No tears on her cheeks
For her Dearly Dead Departed.

Streaming down her face,
Nor glist'ning on her chin.
She isn't dead yet but
She's dead within.

White maiden in the rain,
Her mem'ries in her eyes.
Dearly Dead Departed
Watches sadly as she dies.

Forever Friend is crying,
Holds White Maiden in her arms.
Her pale body cold and limp,
As the storm inside her calms.

In awful, deathly contrast
The blood screams from her veins.
To the ghostly pale skin
Which no longer feels the rain.

She was cold and unforgiving
When they told her he was dead.
Now her lips hold in a kiss
As they fade to blue from red.

They’d have spent their lives together,
If they’d ever had the chance
Now they’ll spend their deaths together
In one last eternal dance.

qimissung
09-07-2008, 06:31 PM
It reminds me of Ophelia in 'Hamlet" or one of those girls in medieval times who languished when their love died. I like it a lot...you captured the melancholy mood perfectly.

Dark Muse
09-07-2008, 08:38 PM
This made me think of Snow White, it was beautiful, and very sad.

paperleaves
09-07-2008, 11:25 PM
"She isn't dead yet but
She's dead within."

that is exactly how I feel.
this is beautifully captured, thank you for sharing :)

Tia_Pixie
09-08-2008, 06:14 AM
yay! feedback. Thanks for replying people, I was worried no one would.
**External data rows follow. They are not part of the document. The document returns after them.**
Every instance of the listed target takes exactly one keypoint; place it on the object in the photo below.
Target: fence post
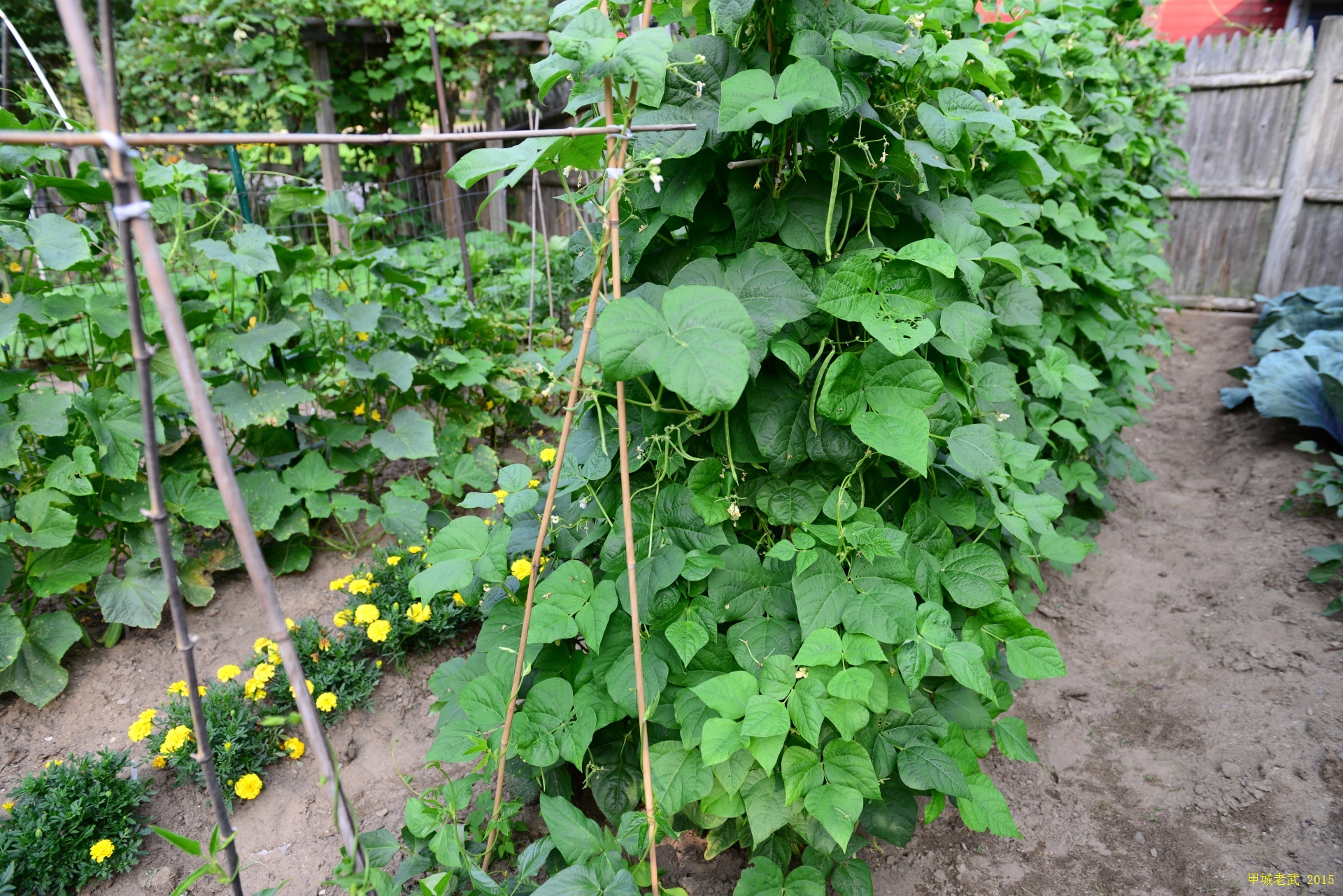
(1300, 159)
(329, 153)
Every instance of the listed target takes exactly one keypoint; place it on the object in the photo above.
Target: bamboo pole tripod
(134, 229)
(610, 245)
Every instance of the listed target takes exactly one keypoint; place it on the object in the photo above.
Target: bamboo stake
(208, 138)
(140, 351)
(613, 215)
(575, 385)
(83, 50)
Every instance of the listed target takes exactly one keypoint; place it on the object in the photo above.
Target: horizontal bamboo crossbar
(1225, 192)
(204, 138)
(1244, 80)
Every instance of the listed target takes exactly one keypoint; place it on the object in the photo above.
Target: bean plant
(876, 383)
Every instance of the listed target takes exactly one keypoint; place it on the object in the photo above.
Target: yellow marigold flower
(248, 786)
(175, 739)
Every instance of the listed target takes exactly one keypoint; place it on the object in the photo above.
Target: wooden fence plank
(1300, 167)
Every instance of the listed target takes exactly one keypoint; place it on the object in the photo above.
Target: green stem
(830, 211)
(816, 387)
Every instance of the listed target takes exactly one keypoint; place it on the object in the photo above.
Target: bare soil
(1194, 742)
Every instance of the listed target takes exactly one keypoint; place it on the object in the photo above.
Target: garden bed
(1194, 741)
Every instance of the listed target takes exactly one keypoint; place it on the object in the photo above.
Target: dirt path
(1195, 741)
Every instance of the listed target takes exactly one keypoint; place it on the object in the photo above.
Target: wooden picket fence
(1265, 148)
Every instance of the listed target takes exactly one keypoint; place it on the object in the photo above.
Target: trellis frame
(100, 86)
I was going to post this as a separate thread but then I read the rules for this forum and realised I really shouldn't. Anyway, I wrote a sort of sequel poem in that it's the same subjects but a different rythym. So I'm going to go back and edit the first post and stick it on the end of that. :D

PrinceMyshkin
09-08-2008, 07:48 AM
"She isn't dead yet but
She's dead within."

that is exactly how I feel.
this is beautifully captured, thank you for sharing :)

You may feel that way, kiddo (please forgive the condescension!) but take it from me and probably a whole lot of others here, you're plenty not dead inside, outside, as far as your arms can reach - and beyond!

PrinceMyshkin
09-08-2008, 07:50 AM
yay! feedback. Thanks for replying people, I was worried no one would.
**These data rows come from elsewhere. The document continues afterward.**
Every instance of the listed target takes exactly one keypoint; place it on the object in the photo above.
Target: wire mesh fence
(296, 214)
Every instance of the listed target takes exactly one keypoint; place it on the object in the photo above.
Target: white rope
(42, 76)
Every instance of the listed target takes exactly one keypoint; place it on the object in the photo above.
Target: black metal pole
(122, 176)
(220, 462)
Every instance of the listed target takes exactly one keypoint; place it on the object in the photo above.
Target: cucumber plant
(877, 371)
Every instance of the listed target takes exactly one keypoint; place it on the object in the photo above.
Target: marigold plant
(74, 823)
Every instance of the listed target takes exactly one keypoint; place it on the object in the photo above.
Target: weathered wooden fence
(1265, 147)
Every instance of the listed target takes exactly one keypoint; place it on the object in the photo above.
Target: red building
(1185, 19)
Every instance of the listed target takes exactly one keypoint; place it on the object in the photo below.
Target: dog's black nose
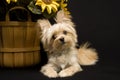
(62, 39)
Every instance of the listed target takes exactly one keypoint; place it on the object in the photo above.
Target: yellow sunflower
(50, 5)
(8, 1)
(64, 5)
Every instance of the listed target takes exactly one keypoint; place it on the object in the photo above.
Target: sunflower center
(47, 1)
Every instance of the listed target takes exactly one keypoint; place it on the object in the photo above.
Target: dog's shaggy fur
(59, 41)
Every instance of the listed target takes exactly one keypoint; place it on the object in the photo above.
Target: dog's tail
(86, 55)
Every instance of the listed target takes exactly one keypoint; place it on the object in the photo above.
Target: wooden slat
(8, 58)
(37, 43)
(1, 57)
(19, 33)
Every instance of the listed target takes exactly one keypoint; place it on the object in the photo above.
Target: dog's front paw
(65, 73)
(69, 71)
(49, 72)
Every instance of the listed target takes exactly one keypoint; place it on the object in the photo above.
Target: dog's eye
(65, 32)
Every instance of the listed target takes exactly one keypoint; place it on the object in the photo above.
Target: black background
(98, 22)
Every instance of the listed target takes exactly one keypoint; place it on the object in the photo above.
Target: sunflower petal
(49, 9)
(8, 1)
(43, 6)
(54, 8)
(55, 3)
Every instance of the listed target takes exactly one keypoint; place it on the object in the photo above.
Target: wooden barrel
(19, 42)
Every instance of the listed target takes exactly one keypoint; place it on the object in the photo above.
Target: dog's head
(60, 36)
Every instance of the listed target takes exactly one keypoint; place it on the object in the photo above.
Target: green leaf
(33, 8)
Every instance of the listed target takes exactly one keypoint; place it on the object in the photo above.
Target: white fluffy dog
(59, 41)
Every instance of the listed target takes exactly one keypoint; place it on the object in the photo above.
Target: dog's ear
(43, 24)
(63, 17)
I was going to post this as a separate thread but then I read the rules for this forum and realised I really shouldn't. Anyway, I wrote a sort of sequel poem in that it's the same subjects but a different rythym. So I'm going to go back and edit the first post and stick it on the end of that. :D

This is SUCH a good poem in the gothic mode but may I suggest that the "extra" bit is not SO extra but might better replace the original last verse?

Tia_Pixie
09-08-2008, 01:38 PM
This is SUCH a good poem in the gothic mode but may I suggest that the "extra" bit is not SO extra but might better replace the original last verse?


Wow, thanks! I wasn't really expecting such good responses.:D Yeah, I did consider that I should leave the last verse until the end of the 'extra' bit or just leave it out completely? My concern was that because of the difference in rythym it might seem a bit wierd. Thanks though, I think I might go back and chnage it to that.